The Hillwood museum in Washington DC is a large estate with its own name, acres of gardens and a sumptuous collection of domestic and foreign art. The 37-year-old Hillwood museum was the home of Post cereal heiress Marjorie Merriweather Post and one of the country's top art collector's museums featuring one of the biggest collections of imperial Russian art outside of Russia.

Located next to Rock Creek Park, north of Cleveland Park, Hillwood is a 25-acre property of woodlands and gardens. The mansion is Georgian-style, designed in 1926 and expanded by Post to an American country house tradition, of which many homes in the area were designed as large, spacious summer and weekend homes near the city.

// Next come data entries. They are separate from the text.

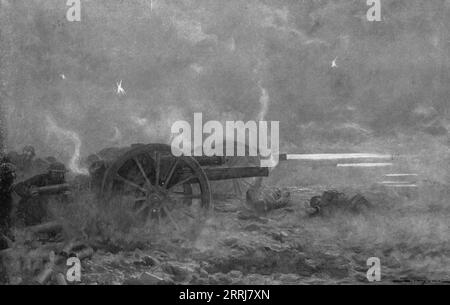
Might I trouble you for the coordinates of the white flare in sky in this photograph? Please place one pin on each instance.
(120, 90)
(64, 136)
(333, 63)
(365, 165)
(350, 156)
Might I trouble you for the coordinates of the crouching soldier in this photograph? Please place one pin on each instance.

Post, a famous businesswoman and New York socialite, was an avid collector as many wealthy socialites of her time were. She filled her homes in Manhattan, upstate New York, Florida and her yacht with decorative pieces, leaning towards French design and furnishings. It wasn't until she went to live in the former Soviet Union with her third husband, who was the American ambassador in 1937-1938, that she discovered her affinity for Russian imperial artistic expressions.

Much was being sold during the political turmoil of the time. She collected a large amount of its decorative pieces, including silver, textiles, porcelains and other Russian icons, including many of the famed Russian Fabergé eggs, which are now on rotating display at Hillwood.

Post bought the house in 1955 as her residence and place to display all the art she gathered from her travels abroad, with intentions of turning it into a museum. She hired a curator and museum expert to help her organize and establish it as a museum. When she passed away in 1973, she bequeathed the museum to the public.

Post's art collection numbers around 16,000 objects, many of which focus on 18th and 19th century Russian art as well as 18th century French decorative arts. There are Beauvais tapestries, two Imperial Easter Eggs by Carl Fabergé, the diamond crown worn by Empress Alexandra during her wedding to Nicholas II, and a collection of dresses and clothing worn by Post and her family.

The gardens, too, are separated in different distinguishing “rooms," including a French parterre, a rose garden, a lunar lawn, a Japanese garden, cutting garden and greenhouses.

HelloWashingtonDC Tip: Make sure to wear comfortable walking shoes for your tour, and if you can, set aside at least three hours, especially during warmer months. The museum provides Baby Bjorns, wheelchairs and waterproof picnic blankets for no charge.